In exposed areas, such as the extremities, prolonged exposure to low temperatures causes a paradoxical vasodilation. This is probably due to the low temperature impairing sympathetic vasoconstriction; it ensures the skin is not damaged. However, cold vasodilation can also cause a rapid heat loss.

Hypovolaemia results in the release of angiotensin II, ADH and epinephrine, which causes blood vessels in the skin to vasoconstrict and produces the pale skin colour seen in shock.

Reactive hyperaemia occurs when there is a period of obstruction to blood flow to the skin. Once the obstruction is overcome and blood flow is re-established, the rate of flow increases to supply the starved region. This, along with the skin’s high tolerance to hypoxia, prevents ischaemic damage.

Cerebral circulation

As an organ, the brain has the third highest rate of oxygen consumption (3.3 mL/100 g/min) in the human body.

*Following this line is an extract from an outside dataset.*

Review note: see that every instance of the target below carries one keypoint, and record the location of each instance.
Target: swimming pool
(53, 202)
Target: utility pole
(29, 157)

Grey matter has little tolerance to hypoxia and loss of consciousness follows within as little as 9 s of ischaemia. As a result, the cerebral circulation is strictly regulated at the expense of other tissues to ensure an adequate flow. The factors affecting cerebral blood flow are:

• Intracranial pressure (ICP): a rise in ICP puts pressure on the arteries and restricts blood flow. The venous pressure also rises, which effectively compresses the cerebral vessels.

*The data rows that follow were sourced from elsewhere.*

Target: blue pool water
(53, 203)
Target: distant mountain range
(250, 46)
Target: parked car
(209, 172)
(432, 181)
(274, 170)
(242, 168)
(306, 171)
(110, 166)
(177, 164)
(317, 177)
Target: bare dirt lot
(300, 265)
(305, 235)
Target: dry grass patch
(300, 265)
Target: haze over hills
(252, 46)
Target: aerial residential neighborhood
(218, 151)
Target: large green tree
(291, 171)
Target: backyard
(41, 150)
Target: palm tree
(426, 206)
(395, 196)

• Cerebral arteriole resistance: this is determined by metabolites, hormones, circulating peptides and vasomotor nerves.

Autoregulation is widespread in the brain and aims to keep flow at a relatively constant level despite variations in perfusion pressure. However, autoregulation ceases when blood pressure falls below 60 mmHg.

The anatomy of the cerebral circulation is an important component in the maintenance of blood flow (Fig. 5.20). The circle of Willis is the site of anastomosis of the large blood vessels supplying the brain. Its circular structure ensures that if blood flow through one vessel is obstructed blood can access the deficient area. Furthermore, capillary density in the brain is also very high.

Fig. 5.20 Arteries of the brain with the circle of Willis centrally.

Oxygen consumption is greatest in the heart, then the kidneys and then the brain.

Pulmonary circulation

The pulmonary circulation has the following features:

• High capillary density.

• Pulmonary arterioles are shorter, thinner walled and more distensible than systemic vessels so the pulmonary vascular resistance and pressure are very low.

• Thin-walled vessels facilitate gaseous exchange.

• There is no autoregulation of blood flow, although the pulmonary vessels still react to systemic mediators, e.g. epinephrine (adrenaline).

Renal circulation

The kidneys have the second highest oxygen consumption (6 mL/100 g/min) after the heart. Renal blood flow is autoregulated within certain limits to ensure adequate glomerular filtration rate and is dependent on:

• Hormones: norepinephrine (noradrenaline) constricts renal blood flow.

• Local factors: renally manufactured dopamine causes dilatation and natriuresis:

• prostaglandins increase flow to the renal cortex but decrease it to the medulla

• neurotransmitters: acetylcholine produces renal vasodilation

• Diet: a high-protein diet increases renal blood flow.

Mesenteric circulation

The intestines are supplied by the superior and inferior mesenteric arteries, of which there are extensive anastomoses. Blood flow to the mucosa responds to changes in metabolic activity. The arrival of food causes a hyperaemia and is due to local hormones (gastrin, cholecystokinin), products of digestion (amino acids, glucose) and an increase in vagal activity.

This rise in blood flow produces a tachycardia and an increase in cardiac output. Conversely, blood flow to skeletal muscle decreases.